La adopción de la Política Básica de Gestión y Reforma Económica y Fiscal de Japón 2026 (Honebuto) envía el mensaje claro de que las ciencias de la vida no son simplemente parte del sistema sanitario, sino un activo económico. Más que un documento anual de política fiscal, el Honebuto establece las prioridades clave del gobierno y sitúa la innovación farmacéutica en el corazón de la estrategia de crecimiento de Japón, escribe Gelin.
Entre los mensajes clave, destaca que el país se ha comprometido a fortalecer el ecosistema de ciencias de la vida en territorio nacional redoblando sus esfuerzos en innovación farmacéutica.
El autor propone, de hecho, seguir los pasos de Japón y aprovechar su "valiosa" lección creando un foro permanente para la colaboración público-privada, el Consejo Público Privado.
"No se espera ni se pide a la industria que responda a agendas políticas predeterminadas, sino que los responsables políticos trabajan con el sector para comprender qué se necesita para atraer inversión, innovación y fabricación", apunta.
Propone adoptar la misma mentalidad en la UE, que podría ayudar a formar un Grupo de Trabajo Farmacéutico Europeo, reuniendo a la Comisión Europea, los Estados miembros y la industria para proporcionar la plataforma estratégica necesaria para alinear las políticas sanitaria, industrial y comercial tras una agenda compartida de competitividad.
Recompensar la innovación
El compromiso exige políticas que permitan que el mercado de medicamentos innovadores patentados crezca a un ritmo comparable al crecimiento medio del 9,6%, que es el observado en otros mercados del G7.
Las recompensas a la innovación son varias: mejoras en los precios de los medicamentos de marca en su inclusión inicial en el Seguro Nacional de Salud (NHI) y mantenimiento de precios adecuados durante el periodo de la patente.
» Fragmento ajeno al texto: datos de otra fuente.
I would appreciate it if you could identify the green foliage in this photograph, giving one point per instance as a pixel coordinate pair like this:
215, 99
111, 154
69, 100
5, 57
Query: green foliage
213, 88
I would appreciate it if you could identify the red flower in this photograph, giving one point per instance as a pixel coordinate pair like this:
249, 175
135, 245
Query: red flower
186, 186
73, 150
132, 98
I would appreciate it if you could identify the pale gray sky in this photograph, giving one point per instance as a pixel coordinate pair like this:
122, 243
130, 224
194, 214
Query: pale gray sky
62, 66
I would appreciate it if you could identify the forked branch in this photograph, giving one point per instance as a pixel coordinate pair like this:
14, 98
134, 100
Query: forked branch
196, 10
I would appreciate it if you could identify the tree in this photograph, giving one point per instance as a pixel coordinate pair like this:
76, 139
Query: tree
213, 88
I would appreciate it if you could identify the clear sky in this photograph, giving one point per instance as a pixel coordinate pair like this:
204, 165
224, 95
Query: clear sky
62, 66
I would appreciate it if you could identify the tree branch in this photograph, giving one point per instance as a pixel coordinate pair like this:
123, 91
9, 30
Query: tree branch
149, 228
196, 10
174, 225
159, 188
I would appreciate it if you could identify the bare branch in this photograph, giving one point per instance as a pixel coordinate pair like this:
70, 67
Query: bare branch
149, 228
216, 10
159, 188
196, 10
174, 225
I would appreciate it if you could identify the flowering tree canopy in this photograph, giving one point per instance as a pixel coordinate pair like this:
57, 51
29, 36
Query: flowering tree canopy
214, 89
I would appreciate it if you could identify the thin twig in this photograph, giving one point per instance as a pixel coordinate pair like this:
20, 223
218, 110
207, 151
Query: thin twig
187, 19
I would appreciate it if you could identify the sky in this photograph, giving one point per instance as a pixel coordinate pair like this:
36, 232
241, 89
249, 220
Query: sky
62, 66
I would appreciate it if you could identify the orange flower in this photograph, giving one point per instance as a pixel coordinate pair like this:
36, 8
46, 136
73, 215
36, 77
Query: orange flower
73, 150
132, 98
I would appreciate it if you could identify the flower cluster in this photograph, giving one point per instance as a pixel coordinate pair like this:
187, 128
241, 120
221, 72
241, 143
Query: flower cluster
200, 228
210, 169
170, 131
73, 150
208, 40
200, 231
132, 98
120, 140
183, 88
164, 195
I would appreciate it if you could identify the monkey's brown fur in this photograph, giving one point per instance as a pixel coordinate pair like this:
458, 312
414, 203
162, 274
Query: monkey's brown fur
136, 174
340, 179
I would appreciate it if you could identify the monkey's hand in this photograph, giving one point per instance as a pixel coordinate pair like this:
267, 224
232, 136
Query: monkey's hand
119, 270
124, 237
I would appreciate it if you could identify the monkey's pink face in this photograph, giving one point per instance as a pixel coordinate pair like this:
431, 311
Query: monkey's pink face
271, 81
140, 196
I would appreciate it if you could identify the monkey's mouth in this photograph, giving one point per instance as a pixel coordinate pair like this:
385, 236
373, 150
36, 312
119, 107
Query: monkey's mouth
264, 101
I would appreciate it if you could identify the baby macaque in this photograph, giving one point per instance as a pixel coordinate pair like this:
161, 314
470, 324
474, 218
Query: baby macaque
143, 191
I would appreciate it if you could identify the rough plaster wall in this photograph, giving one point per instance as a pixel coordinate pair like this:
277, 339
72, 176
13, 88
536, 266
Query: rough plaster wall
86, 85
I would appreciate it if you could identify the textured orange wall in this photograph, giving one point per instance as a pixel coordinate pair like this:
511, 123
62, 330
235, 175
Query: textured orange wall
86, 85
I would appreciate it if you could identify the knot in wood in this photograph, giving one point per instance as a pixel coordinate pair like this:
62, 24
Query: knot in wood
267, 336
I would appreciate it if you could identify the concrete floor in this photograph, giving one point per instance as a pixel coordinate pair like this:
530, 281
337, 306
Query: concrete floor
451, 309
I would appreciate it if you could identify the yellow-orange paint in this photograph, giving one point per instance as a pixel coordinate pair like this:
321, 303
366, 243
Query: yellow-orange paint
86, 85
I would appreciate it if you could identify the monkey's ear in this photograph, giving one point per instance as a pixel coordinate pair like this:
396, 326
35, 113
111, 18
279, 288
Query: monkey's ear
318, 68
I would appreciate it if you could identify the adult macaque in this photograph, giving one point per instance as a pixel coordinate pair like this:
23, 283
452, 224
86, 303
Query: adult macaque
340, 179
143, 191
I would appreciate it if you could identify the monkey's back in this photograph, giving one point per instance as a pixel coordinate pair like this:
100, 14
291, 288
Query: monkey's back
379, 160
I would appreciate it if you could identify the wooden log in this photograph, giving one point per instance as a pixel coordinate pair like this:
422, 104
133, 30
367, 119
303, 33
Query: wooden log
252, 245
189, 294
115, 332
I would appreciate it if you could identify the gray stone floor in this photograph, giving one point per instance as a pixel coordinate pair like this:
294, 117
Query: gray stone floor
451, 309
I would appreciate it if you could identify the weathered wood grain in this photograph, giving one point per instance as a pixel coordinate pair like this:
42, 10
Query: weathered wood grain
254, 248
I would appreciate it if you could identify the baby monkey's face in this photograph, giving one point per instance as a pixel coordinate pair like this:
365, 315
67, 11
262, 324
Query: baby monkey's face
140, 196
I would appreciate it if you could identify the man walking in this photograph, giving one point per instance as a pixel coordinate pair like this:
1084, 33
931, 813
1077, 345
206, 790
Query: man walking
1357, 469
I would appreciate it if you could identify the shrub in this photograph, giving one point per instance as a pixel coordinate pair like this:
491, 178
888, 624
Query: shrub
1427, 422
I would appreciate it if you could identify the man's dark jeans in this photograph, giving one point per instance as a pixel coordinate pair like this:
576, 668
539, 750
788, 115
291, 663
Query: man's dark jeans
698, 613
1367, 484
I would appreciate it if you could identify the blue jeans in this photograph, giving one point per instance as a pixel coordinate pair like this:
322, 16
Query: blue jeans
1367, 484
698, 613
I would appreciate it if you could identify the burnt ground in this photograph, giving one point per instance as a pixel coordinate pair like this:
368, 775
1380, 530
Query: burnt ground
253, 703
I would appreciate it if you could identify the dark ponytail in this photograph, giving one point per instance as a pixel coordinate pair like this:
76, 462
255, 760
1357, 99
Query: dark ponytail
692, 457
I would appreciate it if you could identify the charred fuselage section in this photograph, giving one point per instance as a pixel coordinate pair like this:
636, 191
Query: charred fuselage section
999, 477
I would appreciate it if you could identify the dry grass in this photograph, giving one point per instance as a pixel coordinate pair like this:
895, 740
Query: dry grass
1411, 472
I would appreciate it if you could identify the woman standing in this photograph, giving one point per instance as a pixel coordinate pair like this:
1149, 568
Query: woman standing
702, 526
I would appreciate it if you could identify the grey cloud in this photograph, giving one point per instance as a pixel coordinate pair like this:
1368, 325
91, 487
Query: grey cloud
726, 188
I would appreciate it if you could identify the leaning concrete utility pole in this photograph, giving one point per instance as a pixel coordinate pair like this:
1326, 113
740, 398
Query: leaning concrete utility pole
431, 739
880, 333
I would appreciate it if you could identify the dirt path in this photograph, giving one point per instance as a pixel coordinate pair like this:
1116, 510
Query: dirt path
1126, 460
El siguiente paso es que Japón garantice que la implementación del Honebuto refleje plenamente sus ambiciones de competitividad, incluyendo una mejor alineación de los precios iniciales con las condiciones del mercado estadounidense y la eliminación de mecanismos que erosionan los precios durante el periodo de patente, añade.
La 'nación más favorecida'
El documento da fe del impacto que podría tener la política de precios basada en la "Nación Más Favorecida" (MFN, por sus siglas en inglés) de EE. UU. sobre el atractivo de Japón para la innovación farmacéutica.
Los cambios en la dinámica global de precios pueden influir en dónde invierten las empresas, realizan ensayos clínicos y lanzan nuevos medicamentos, reconoce el documento.
En el mundo actual, la competitividad farmacéutica ya no se determina únicamente por la política nacional; las decisiones tomadas en un mercado importante configuran cada vez más las decisiones de inversión en muchos otros.
Los argumentos para actuar son convincentes. La industria farmacéutica basada en la investigación es uno de los mayores activos estratégicos de Europa. El sector invirtió 60.000 millones de euros en I+D en Europa en 2025, sustenta 2,3 millones de empleos y es el mayor contribuyente de la UE a su balanza comercial exterior. Sin los productos farmacéuticos, el superávit comercial de 133.000 millones de euros de la UE en 2025 se habría convertido en un déficit comercial de 93.000 millones de euros.
Cada euro invertido en medicamentos innovadores genera 5,67 euros en valor económico y social. Si Europa logra crear las condiciones para la innovación, la inversión, la fabricación y el comercio, su economía florecerá; la alternativa es seguir viendo cómo la investigación, el capital y el talento gravitan hacia otros lugares.
Japón ha tomado su decisión. Europa debe decidir ahora su propio camino, concluye.